THE GOVERNOR: McCrory will be in Pitt County at 9 a.m. for a hurricane workshop at East Carolina University in Greenville. Later in the day, his public schedule lists the Business for Education Success and Transformation NC "Inaugural Legislative Gathering" at the North Carolina Museum of Natural Sciences.That meeting is closed the public.
THE REST OF THE CALENDAR: The legislature maintains a full list of committee meetings on its website. @NCCapitol is taking special note of: 
Senate Education (9 a.m. | 643 LOB): A measure that currently deals with the definition of home schools is expected to be changed into a measure that makes technical fixes to the Read to Achieve program. Reach to Achieve has been a key education priority for Senate leaders, but many elementary students have had problems meeting the third-grade reading goals set by the law.
House Regulatory Reform (10 a.m. | 643 LOB): This committee has more than a dozen bills on its calendar for consideration, including measures to do away with obsolete boards and commissions and make changes to how state agencies adopt administrative rules that put laws passed by the General Assembly into effect.
CANCELED: Medicaid Presser (11 a.m. | News conference room): House and Senate Democrats will press their case for bills that would expand North Carolina's Medicaid program to those at 133 percent of poverty as allowed by the federal Affordable Care Act. (The hosts of this news conference canceled it via e-mail Wednesday morning.) 
State Personnel (Noon | 544 LOB): Lawmakers will consider a bill that could give the State Treasurer's Office more staff to monitor fraud and risk in investments.

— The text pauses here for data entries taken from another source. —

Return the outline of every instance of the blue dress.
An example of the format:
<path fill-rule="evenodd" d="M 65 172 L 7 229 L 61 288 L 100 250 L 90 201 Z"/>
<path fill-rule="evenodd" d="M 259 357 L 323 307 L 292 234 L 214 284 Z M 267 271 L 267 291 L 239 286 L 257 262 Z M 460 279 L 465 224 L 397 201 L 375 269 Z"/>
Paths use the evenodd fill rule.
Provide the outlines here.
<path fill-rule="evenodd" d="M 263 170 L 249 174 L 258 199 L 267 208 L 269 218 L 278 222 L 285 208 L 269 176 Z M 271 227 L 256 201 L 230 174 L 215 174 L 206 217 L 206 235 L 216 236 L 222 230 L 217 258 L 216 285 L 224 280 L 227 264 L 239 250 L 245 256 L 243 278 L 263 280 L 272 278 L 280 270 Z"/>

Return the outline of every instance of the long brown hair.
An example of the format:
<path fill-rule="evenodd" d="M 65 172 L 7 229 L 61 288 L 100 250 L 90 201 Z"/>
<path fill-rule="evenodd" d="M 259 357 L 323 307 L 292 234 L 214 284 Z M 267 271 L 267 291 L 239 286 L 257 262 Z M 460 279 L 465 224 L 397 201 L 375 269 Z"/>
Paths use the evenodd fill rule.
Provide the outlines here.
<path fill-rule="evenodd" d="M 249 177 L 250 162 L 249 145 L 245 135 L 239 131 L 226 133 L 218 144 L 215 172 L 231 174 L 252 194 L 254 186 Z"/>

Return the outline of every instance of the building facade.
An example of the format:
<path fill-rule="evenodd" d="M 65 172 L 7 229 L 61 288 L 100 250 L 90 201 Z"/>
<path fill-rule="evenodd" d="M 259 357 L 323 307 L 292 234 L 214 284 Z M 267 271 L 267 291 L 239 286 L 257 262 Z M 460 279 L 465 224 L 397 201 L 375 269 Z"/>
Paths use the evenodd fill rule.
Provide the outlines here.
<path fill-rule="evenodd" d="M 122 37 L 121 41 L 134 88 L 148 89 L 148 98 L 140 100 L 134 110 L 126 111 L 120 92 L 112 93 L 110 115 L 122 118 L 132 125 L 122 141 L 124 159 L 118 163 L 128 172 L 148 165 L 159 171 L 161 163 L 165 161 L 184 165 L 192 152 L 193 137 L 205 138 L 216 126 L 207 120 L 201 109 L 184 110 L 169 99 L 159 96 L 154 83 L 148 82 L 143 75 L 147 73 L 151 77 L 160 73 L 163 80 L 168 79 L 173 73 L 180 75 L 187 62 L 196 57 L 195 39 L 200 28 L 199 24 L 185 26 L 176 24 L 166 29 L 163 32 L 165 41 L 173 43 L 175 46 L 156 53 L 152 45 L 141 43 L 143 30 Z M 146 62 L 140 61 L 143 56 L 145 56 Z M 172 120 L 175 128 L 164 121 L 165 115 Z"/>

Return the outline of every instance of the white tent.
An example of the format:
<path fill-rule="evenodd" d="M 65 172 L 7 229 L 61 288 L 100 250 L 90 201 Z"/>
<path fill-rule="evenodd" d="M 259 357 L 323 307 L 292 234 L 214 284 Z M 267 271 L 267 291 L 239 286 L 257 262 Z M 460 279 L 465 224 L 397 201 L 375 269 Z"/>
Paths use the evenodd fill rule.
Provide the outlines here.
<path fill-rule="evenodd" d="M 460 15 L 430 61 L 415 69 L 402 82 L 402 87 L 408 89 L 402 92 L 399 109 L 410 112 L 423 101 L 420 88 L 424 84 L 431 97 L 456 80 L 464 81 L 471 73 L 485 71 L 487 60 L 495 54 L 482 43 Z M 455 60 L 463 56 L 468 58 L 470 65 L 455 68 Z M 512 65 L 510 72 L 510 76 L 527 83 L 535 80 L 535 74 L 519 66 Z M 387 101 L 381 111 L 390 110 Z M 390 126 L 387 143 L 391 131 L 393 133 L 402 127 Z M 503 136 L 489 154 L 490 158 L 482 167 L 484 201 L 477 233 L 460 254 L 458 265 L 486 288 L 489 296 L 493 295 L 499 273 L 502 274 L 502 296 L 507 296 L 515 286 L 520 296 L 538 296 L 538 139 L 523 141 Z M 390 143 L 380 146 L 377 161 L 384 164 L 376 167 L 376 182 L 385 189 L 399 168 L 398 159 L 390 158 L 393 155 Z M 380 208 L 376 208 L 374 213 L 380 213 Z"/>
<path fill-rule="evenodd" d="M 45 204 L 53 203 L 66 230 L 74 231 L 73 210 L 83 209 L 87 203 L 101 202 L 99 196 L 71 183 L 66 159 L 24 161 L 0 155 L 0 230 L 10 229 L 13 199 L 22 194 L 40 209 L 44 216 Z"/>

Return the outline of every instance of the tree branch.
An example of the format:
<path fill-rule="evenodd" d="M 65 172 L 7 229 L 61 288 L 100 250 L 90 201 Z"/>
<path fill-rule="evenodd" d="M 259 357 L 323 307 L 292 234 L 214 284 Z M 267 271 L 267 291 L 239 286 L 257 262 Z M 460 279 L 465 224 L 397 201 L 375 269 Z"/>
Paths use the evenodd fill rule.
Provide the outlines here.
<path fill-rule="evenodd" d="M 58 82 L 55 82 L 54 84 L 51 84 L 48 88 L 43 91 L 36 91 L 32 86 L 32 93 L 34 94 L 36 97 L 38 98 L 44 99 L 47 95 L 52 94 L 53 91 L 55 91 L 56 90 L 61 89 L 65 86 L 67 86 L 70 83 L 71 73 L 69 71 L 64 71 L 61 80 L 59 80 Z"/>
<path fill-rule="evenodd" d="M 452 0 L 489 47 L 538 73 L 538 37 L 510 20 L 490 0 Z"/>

The House Elections and Insurance committees will meet at 1 p.m. 

O'possum Where Art Thou: The ongoing fight between a North Carolina mountain town and animal advocates over the town's New Year's Eve tradition has led the state House to create a loophole for the event. People for the Ethical Treatment of Animals has repeatedly challenged the annual Possum Drop in Brasstown, calling it cruel treatment of the shy marsupial. Rep. Roger West, R-Cherokee, filed a bill last week to exempt Clay County, which includes Brasstown, from any state wildlife regulations regarding "the capture, captivity, treatment, or release" of possums between Dec. 26 and Jan. 2 each year
FRACK: The start of natural gas drilling in North Carolina would no longer be set in stone if a bill approved by the House Public Utilities and Energy Committee on Tuesday becomes law. The new version of Senate Bill 786 scraps the July 1, 2015, start date proposed by the Senate. Instead, it authorizes officials to issue permits 60 days after the state finalizes rules for drilling, including the controversial process of hydraulic fracturing, also known as "fracking." The measure is next slated to go to the House Finance Committee. 
G-MAN: A veteran FBI agent will join the State Board of Elections next month to assist in voter fraud and campaign finance investigations, officials said Tuesday Chuck Stuber has worked for the FBI for 28 years, serving in Washington, D.C., Denver and Raleigh. He was involved in investigations of former Gov. Mike Easley and former House Speaker Jim Black, both of which ended in convictions.